Ten years after the cancellation of Star Trek, Nichols was recruited to participate in a NASA special project: recruiting minority and female personnel for the space agency. NASA applicants who were not White men were “staying away in droves,” she told Smithsonian Magazine in 2011. She did not believe NASA was serious about expanding their recruitment efforts, but after assurances, she agreed.

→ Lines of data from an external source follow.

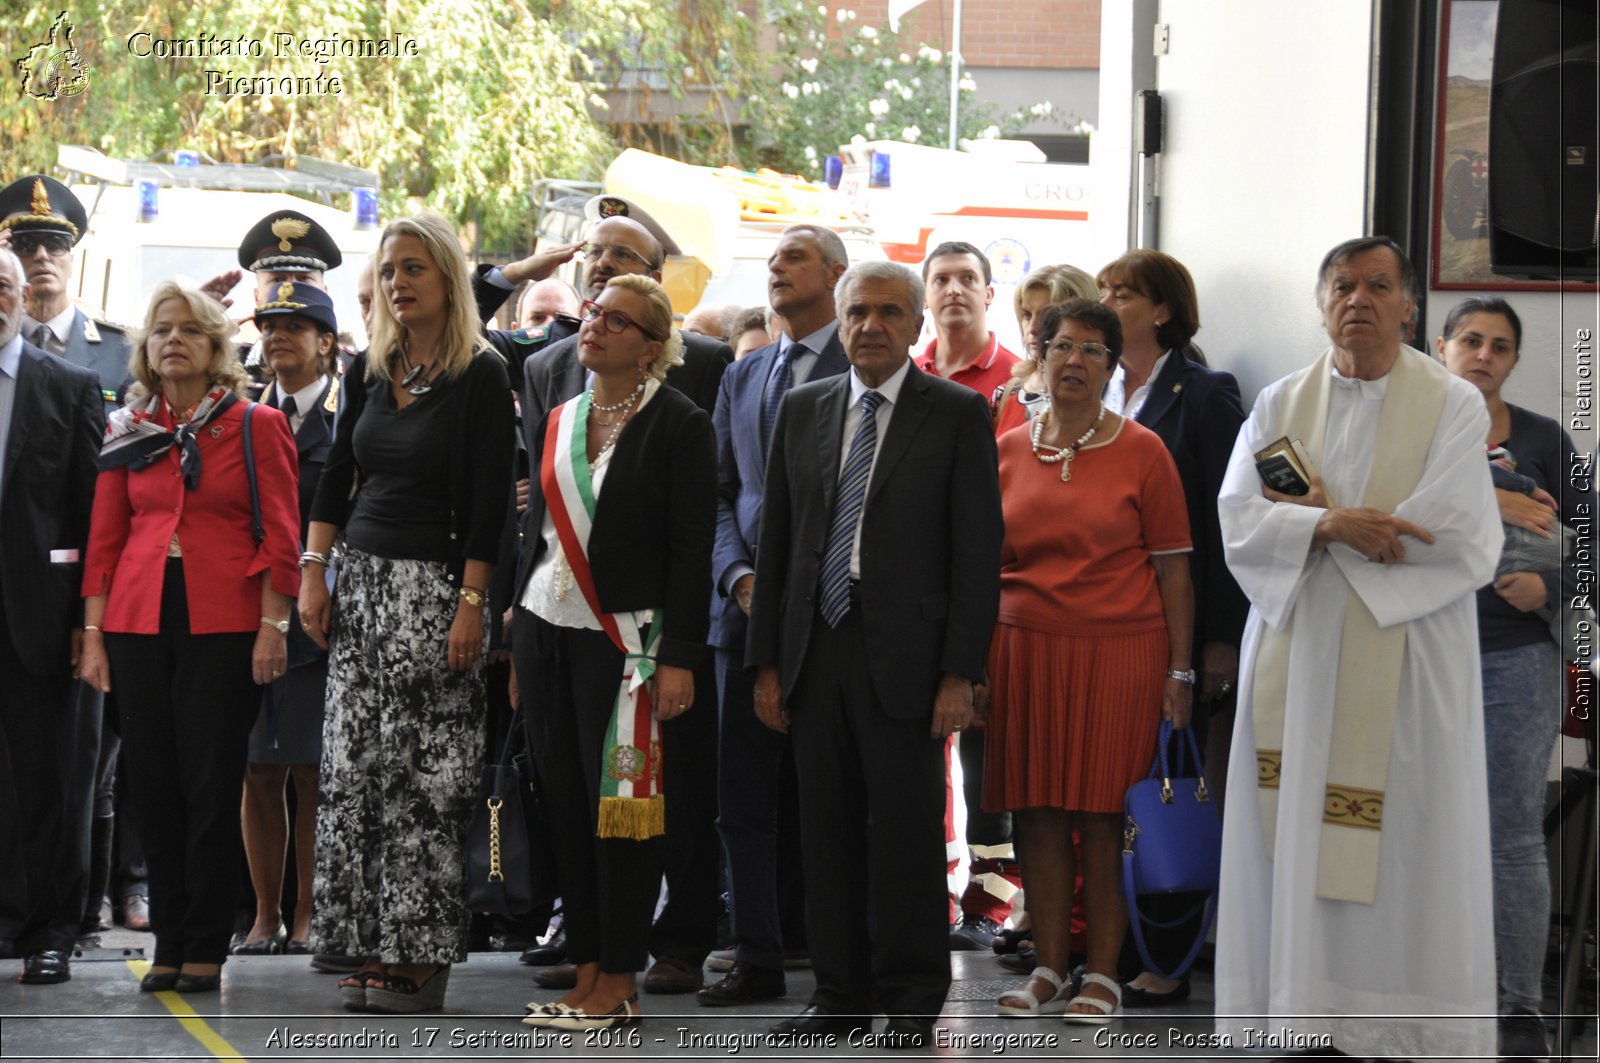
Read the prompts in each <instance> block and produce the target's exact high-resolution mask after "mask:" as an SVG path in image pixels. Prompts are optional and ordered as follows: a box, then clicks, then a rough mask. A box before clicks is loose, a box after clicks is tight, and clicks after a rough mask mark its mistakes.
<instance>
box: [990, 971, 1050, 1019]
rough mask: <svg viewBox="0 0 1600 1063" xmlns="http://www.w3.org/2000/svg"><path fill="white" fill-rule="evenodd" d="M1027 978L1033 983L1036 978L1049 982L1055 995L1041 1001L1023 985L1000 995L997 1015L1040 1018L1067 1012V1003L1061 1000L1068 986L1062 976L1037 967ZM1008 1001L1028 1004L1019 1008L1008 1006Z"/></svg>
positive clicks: (1028, 1017) (1009, 1016) (1010, 1017)
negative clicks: (1018, 1001) (1066, 986)
mask: <svg viewBox="0 0 1600 1063" xmlns="http://www.w3.org/2000/svg"><path fill="white" fill-rule="evenodd" d="M1027 978H1029V981H1032V980H1034V978H1042V980H1045V981H1048V983H1050V985H1051V986H1054V989H1056V991H1054V994H1051V997H1050V999H1048V1001H1040V999H1038V997H1037V996H1034V994H1032V993H1029V989H1027V983H1022V988H1019V989H1008V991H1005V993H1002V994H1000V999H998V1001H997V1002H995V1015H1005V1017H1008V1018H1038V1017H1040V1015H1054V1013H1056V1012H1066V1010H1067V1002H1066V1001H1062V999H1061V994H1062V993H1064V991H1066V985H1064V983H1062V981H1061V975H1058V973H1056V972H1053V970H1050V969H1048V967H1035V969H1034V973H1030V975H1029V977H1027ZM1006 999H1018V1001H1027V1004H1026V1005H1022V1007H1018V1005H1014V1004H1006V1002H1005V1001H1006Z"/></svg>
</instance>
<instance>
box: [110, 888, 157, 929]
mask: <svg viewBox="0 0 1600 1063" xmlns="http://www.w3.org/2000/svg"><path fill="white" fill-rule="evenodd" d="M112 922H115V924H117V925H118V927H126V929H128V930H149V929H150V901H149V900H147V898H146V897H144V893H128V895H126V897H123V898H122V901H120V903H118V905H117V906H115V908H114V909H112Z"/></svg>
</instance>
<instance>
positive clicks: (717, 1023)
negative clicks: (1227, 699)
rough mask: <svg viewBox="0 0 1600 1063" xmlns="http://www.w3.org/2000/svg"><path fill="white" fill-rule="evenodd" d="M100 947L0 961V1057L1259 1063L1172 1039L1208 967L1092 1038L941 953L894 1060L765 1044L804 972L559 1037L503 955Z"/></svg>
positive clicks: (50, 1057) (320, 1059)
mask: <svg viewBox="0 0 1600 1063" xmlns="http://www.w3.org/2000/svg"><path fill="white" fill-rule="evenodd" d="M102 943H104V945H106V946H107V948H102V949H99V951H96V953H91V954H86V956H85V957H82V959H78V961H75V962H74V965H72V981H69V983H64V985H58V986H22V985H18V983H16V981H14V973H16V970H19V962H18V961H6V962H3V964H0V1060H136V1061H139V1063H146V1061H150V1060H211V1058H218V1060H274V1058H283V1060H421V1058H429V1060H496V1058H501V1060H509V1058H528V1057H566V1058H603V1057H619V1058H635V1060H650V1058H672V1060H694V1058H702V1060H712V1058H722V1060H726V1058H730V1057H744V1058H822V1057H829V1058H853V1057H890V1058H931V1057H941V1058H942V1057H950V1058H954V1057H986V1055H987V1057H997V1055H1003V1057H1006V1058H1011V1060H1018V1058H1022V1060H1030V1058H1117V1060H1136V1058H1163V1060H1190V1058H1256V1060H1262V1058H1270V1053H1267V1055H1266V1057H1262V1055H1254V1053H1251V1055H1250V1057H1243V1055H1242V1053H1240V1052H1222V1050H1218V1049H1197V1047H1192V1044H1194V1042H1189V1044H1184V1042H1186V1036H1190V1034H1198V1036H1203V1034H1210V1031H1211V1028H1213V1026H1211V1001H1213V993H1211V991H1213V986H1211V977H1210V973H1208V972H1195V977H1194V994H1192V996H1190V999H1189V1001H1187V1002H1184V1004H1182V1005H1178V1007H1173V1009H1163V1010H1162V1012H1155V1013H1150V1012H1144V1013H1141V1012H1133V1013H1128V1015H1126V1017H1125V1018H1123V1020H1122V1021H1120V1023H1115V1025H1112V1026H1109V1028H1099V1031H1101V1033H1098V1034H1096V1029H1098V1028H1090V1026H1066V1025H1062V1023H1061V1021H1059V1018H1058V1017H1051V1018H1042V1020H1010V1018H1000V1017H997V1015H995V1013H994V1001H995V997H997V996H998V994H1000V993H1003V991H1005V989H1008V988H1011V986H1014V985H1016V983H1018V981H1019V978H1018V977H1014V975H1011V973H1010V972H1006V970H1003V969H1000V967H998V965H997V962H995V957H994V956H990V954H987V953H952V956H950V961H952V967H954V975H955V981H954V985H952V986H950V996H949V1002H947V1004H946V1010H944V1017H942V1018H941V1020H939V1031H938V1036H936V1045H934V1049H933V1050H928V1052H923V1053H904V1052H888V1050H883V1049H877V1047H861V1045H850V1044H838V1045H834V1047H818V1045H810V1047H805V1049H781V1047H774V1045H771V1044H768V1042H766V1041H765V1039H763V1037H762V1034H763V1033H765V1031H766V1028H768V1026H770V1025H771V1023H773V1021H776V1020H778V1018H782V1017H786V1015H792V1013H795V1012H798V1010H800V1009H802V1007H803V1005H805V1002H806V999H808V996H810V993H811V988H813V985H814V980H813V975H811V972H810V970H790V972H789V975H787V981H789V994H787V997H786V999H784V1001H778V1002H773V1004H762V1005H749V1007H734V1009H704V1007H698V1005H696V1002H694V997H693V996H645V997H642V1002H643V1007H645V1010H646V1021H645V1023H642V1025H638V1026H632V1028H626V1029H619V1031H606V1033H597V1034H571V1033H568V1034H563V1033H560V1031H536V1029H531V1028H528V1026H523V1025H522V1023H520V1021H518V1020H520V1017H522V1013H523V1005H525V1004H526V1002H528V1001H552V999H555V997H557V996H560V994H558V993H552V991H541V989H536V988H534V986H533V983H531V973H533V972H531V969H528V967H523V965H522V964H518V962H517V956H515V954H510V953H474V954H472V959H470V961H469V962H467V964H461V965H458V967H456V969H454V970H453V972H451V981H450V996H448V1001H446V1007H445V1010H443V1012H432V1013H424V1015H416V1017H379V1015H362V1013H350V1012H346V1010H342V1009H341V1005H339V996H338V986H336V983H338V978H336V977H334V975H323V973H317V972H314V970H310V967H309V961H307V957H304V956H262V957H235V959H230V961H229V964H227V965H226V969H224V977H222V991H221V993H218V994H205V996H189V997H186V996H179V994H176V993H158V994H149V993H139V991H138V981H139V975H141V973H142V970H144V961H142V954H141V949H142V948H147V946H149V943H150V938H149V935H136V933H128V932H114V933H109V935H106V937H104V941H102ZM715 977H717V975H710V978H715ZM878 1026H880V1028H882V1020H880V1023H878ZM1000 1037H1005V1039H1010V1041H998V1039H1000ZM1574 1049H1582V1050H1584V1052H1586V1053H1587V1055H1576V1053H1574V1055H1573V1057H1571V1058H1590V1060H1592V1058H1595V1037H1594V1025H1589V1028H1587V1031H1586V1033H1584V1036H1582V1037H1581V1039H1579V1044H1578V1045H1574Z"/></svg>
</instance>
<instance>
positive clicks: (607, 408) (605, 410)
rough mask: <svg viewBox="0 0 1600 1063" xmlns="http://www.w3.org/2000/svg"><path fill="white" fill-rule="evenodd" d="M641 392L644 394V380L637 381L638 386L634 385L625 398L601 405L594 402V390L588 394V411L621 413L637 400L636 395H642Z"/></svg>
mask: <svg viewBox="0 0 1600 1063" xmlns="http://www.w3.org/2000/svg"><path fill="white" fill-rule="evenodd" d="M643 394H645V381H638V387H635V389H634V391H632V392H630V394H629V395H627V399H624V400H622V402H613V403H611V405H602V403H598V402H595V397H594V392H590V395H589V411H590V413H621V411H622V410H627V408H629V407H630V405H634V402H635V400H638V397H640V395H643Z"/></svg>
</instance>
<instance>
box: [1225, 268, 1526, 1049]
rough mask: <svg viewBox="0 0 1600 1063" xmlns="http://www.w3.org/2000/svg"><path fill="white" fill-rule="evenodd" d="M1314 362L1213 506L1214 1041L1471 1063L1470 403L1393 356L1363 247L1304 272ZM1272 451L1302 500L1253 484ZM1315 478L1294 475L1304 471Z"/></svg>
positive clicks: (1477, 517) (1397, 294)
mask: <svg viewBox="0 0 1600 1063" xmlns="http://www.w3.org/2000/svg"><path fill="white" fill-rule="evenodd" d="M1317 288H1318V299H1320V303H1322V309H1323V323H1325V325H1326V328H1328V336H1330V339H1331V341H1333V346H1331V347H1330V349H1328V351H1326V352H1323V355H1322V357H1318V359H1317V360H1315V362H1314V363H1312V365H1310V367H1309V368H1306V370H1301V371H1299V373H1294V375H1291V376H1288V378H1285V379H1280V381H1277V383H1275V384H1272V386H1270V387H1267V389H1266V391H1264V392H1262V394H1261V397H1259V399H1258V400H1256V405H1254V410H1253V411H1251V416H1250V419H1248V423H1246V424H1245V426H1243V429H1242V431H1240V435H1238V440H1237V443H1235V448H1234V456H1232V461H1230V464H1229V471H1227V477H1226V480H1224V483H1222V491H1221V496H1219V499H1218V506H1219V512H1221V523H1222V536H1224V546H1226V551H1227V564H1229V567H1230V568H1232V572H1234V576H1235V578H1237V580H1238V584H1240V586H1242V588H1243V589H1245V594H1246V596H1248V597H1250V602H1251V612H1250V621H1248V624H1246V628H1245V640H1243V647H1242V664H1240V695H1238V719H1237V724H1235V730H1234V749H1232V757H1230V773H1229V780H1227V797H1229V800H1227V812H1226V823H1224V837H1222V882H1221V890H1219V893H1221V909H1219V917H1218V951H1216V1015H1218V1020H1216V1021H1218V1033H1219V1034H1227V1036H1229V1037H1230V1041H1232V1045H1234V1047H1235V1049H1262V1050H1269V1052H1275V1053H1282V1050H1285V1049H1290V1050H1293V1049H1314V1047H1328V1045H1331V1047H1338V1049H1339V1050H1342V1052H1346V1053H1350V1055H1360V1057H1390V1058H1394V1057H1400V1058H1421V1057H1430V1058H1440V1057H1446V1058H1450V1057H1461V1058H1470V1057H1480V1058H1483V1057H1490V1058H1493V1055H1494V1049H1496V1045H1494V937H1493V908H1491V889H1493V887H1491V877H1490V840H1488V799H1486V792H1485V791H1486V772H1485V752H1483V719H1482V717H1483V700H1482V688H1480V676H1478V640H1477V610H1475V604H1474V591H1475V589H1477V588H1480V586H1483V584H1485V583H1488V581H1490V580H1493V575H1494V562H1496V559H1498V557H1499V549H1501V527H1499V517H1498V514H1496V507H1494V499H1493V490H1491V483H1490V474H1488V463H1486V459H1485V453H1483V439H1485V434H1486V431H1488V424H1486V416H1488V415H1486V413H1485V410H1483V400H1482V397H1480V395H1478V394H1477V391H1475V389H1474V387H1472V386H1469V384H1466V381H1461V379H1456V378H1451V376H1450V375H1448V373H1445V371H1443V370H1442V368H1440V367H1438V365H1437V363H1435V362H1434V360H1432V359H1427V357H1426V355H1422V354H1421V352H1418V351H1413V349H1411V347H1405V346H1403V344H1402V335H1403V328H1405V323H1406V322H1408V320H1410V317H1411V314H1413V312H1414V299H1413V291H1414V275H1413V272H1411V267H1410V264H1408V263H1406V259H1405V256H1403V253H1402V251H1400V248H1398V247H1395V245H1394V243H1392V242H1389V240H1387V239H1382V237H1378V239H1366V240H1352V242H1347V243H1342V245H1339V247H1338V248H1334V250H1333V251H1330V253H1328V258H1326V259H1323V271H1322V274H1320V279H1318V287H1317ZM1282 439H1290V440H1294V442H1296V443H1298V445H1299V447H1301V450H1302V451H1304V455H1306V458H1309V461H1310V466H1312V467H1310V469H1307V474H1309V475H1310V479H1312V490H1310V493H1307V495H1304V496H1299V498H1291V496H1288V495H1278V493H1277V491H1272V490H1270V488H1264V487H1262V479H1261V474H1259V472H1258V467H1256V453H1258V451H1261V450H1264V448H1267V447H1269V445H1272V443H1275V442H1278V440H1282ZM1318 474H1320V475H1318Z"/></svg>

“I said OK. I will do this and I will bring you the most qualified people on the planet, as qualified as anyone you’ve ever had and I will bring them in droves. And if you do not pick a person of color, if you do not pick a woman, if it’s the same old, same old, all-white male astronaut corps, that you’ve done for the last five years, and I’m just another dupe, I will be your worst nightmare,” she said in that Smithsonian interview.
Mae Jemison, the only NASA astronaut to ever play a character on Star Trek, and the first Black woman in space, credits Nichols for her joining NASA – for both the example on Star Trek, and for her recruitment to NASA.Other Nichols NASA recruits include Dr. Sally Ride, the first female and first queer American astronaut; United States Air Force Colonel Guion Bluford, the first African-American astronaut; and Charles Bolden, former NASA administrator and veteran of four shuttle missions.
Nichols’ work with NASA is given significant focus in the documentary “Woman in Motion.” She was also the first female Black American actor to place her handprints in front of Hollywood’s Grauman’s Chinese Theatre.
Tragically, since a stroke and a dementia diagnosis in the mid-2010s, 89-year-old Nichols has been caught in a Britney Spears-type conservatorship battle between her son, her former manager, and a friend. She is one of four surviving members of the original Star Trek cast.
I’m too young to have seen the original Star Trek during its original run. I was barely old enough to enjoy The Next Generation when it aired in the 90s! Yet, Uhura was always there. I’ve always known Badass Black Women could, and should, be in charge. (Kirk was a pretty terrible captain, let’s be honest. How many Red Shirts died under his command?)
Years after my thorough indoctrination into Trekkerhood, I learned where her name came from: Uhuru means “freedom” in Swahili. And Nichols breathed tremendously life into that name, and that promise.